4) To refuse to submit to the Church is to overlook your own broken participation in God’s people. This is to claim that, “Those people are broken, but I’m not like them.” The Church is indeed broken, because it is made of people, and people are broken. And whenever broken people gather in community their brokenness is present in those communities. The Church has never been a community of perfection, and were it so there would be no place for you or me. Instead, the Church is a community of people who are in the process of finding healing for their brokenness in the Fatherhood of God, at the cross of Christ, and by the power of the Spirit, and that healing is being mediated to them through the gathered community of God’s people serving one another with the gifts of God. Is there a danger of pretence? Of course, because the brokenness extends to every aspect of a community’s identity—and yet, Jesus has not yet given up on loving his Church. What right have you to do so? The only reason would be because your personal perfection has graduated you to a class of post-Church Jesus followers; having discovered perfect personal holiness, you no longer need nor fit in with the gathered community. Funny, isn’t it, how only one person actually qualifies in that way, and how his choice from that perspective of holiness was to give up his life for the Church? Blessed are the poor in spirit! But that’s not you, is it? Because you’re wealthy. Glutted and satiated on your own individualistic spirituality.

5) Lastly, to refuse to submit to the Church is to gravely (and sometimes willfully) misunderstand what the Church is. To say that “I’m a Christian but I don’t go to Church” is to speak an absurdity. There is, in reality, no such thing as “going to Church”—when you believe in Jesus you are Church, you become Church, you are irrevocably Church. To believe in Christ situates you in God’s new people, expressed eternally on earth and in heaven as his Church. Neither you nor I have ever actually gone to Church, but there have been regular times when we have congregated as the Church, coming together in faith to confess our Lord, practice our faith, be encouraged in our identity, and be reminded of the true reality of Heaven which we then take back with us into our workaday lives. Our gathered meetings, Scripture readings, songs, sermons, and ceremonies each serve this edifying purpose—to centre the people of God on the Kingdom of God and the mission of Christ in a fresh and enlivening way. lighthouse_westcott_bigFurthermore, our participation in the gathered community testifies to our unbroken belief that this broken group of people on the way is the great sign and program for God’s Kingdom advance in the world. The Church is no accident, it is God’s sovereign plan for the world. Christ is reigning, even now, through us. That means that this broken house is the only hope for transformation in the world, the only hope for relief from evil, pain, grief, sorrow, and death, and that we members of Christ are sent out weekly as an advance army into enemy territory to seek and save the lost, to bring others into the light of Christ and fellowship with Him, to draw them into the restorative community of people learning to walk with Christ side-by-side.

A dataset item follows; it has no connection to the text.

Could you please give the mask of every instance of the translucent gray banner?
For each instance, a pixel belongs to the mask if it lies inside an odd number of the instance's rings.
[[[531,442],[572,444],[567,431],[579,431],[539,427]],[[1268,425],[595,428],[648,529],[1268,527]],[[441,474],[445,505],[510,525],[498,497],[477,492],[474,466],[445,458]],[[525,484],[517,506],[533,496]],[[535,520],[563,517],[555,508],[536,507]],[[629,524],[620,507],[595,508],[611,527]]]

I believe in the Church because I confess the Church. I believe in the Church because Jesus believes in His Church. And I am weary of the attitude of individuals whose impoverished ecclesiology poisons Christian fellowship with pride. If you believe in Jesus, and yet reject the Church, the word that describes your attitude is disobedience. You are a bad person and you should feel bad.

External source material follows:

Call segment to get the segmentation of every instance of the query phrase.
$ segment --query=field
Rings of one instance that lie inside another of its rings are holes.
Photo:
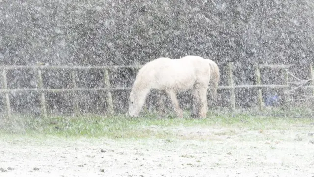
[[[312,177],[314,119],[278,113],[4,118],[0,176]]]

So, to give the final word to the Scriptures, and in obedience to the command of Hebrews 10:23-25, “Let us hold fast the confession of our hope without wavering, for He who promised is faithful; and let us consider how to stimulate one another to love and good deeds, not forsaking our own assembling together, as is the habit of some, but encouraging one another; and all the more as you see the day drawing near.” Amen and Amen.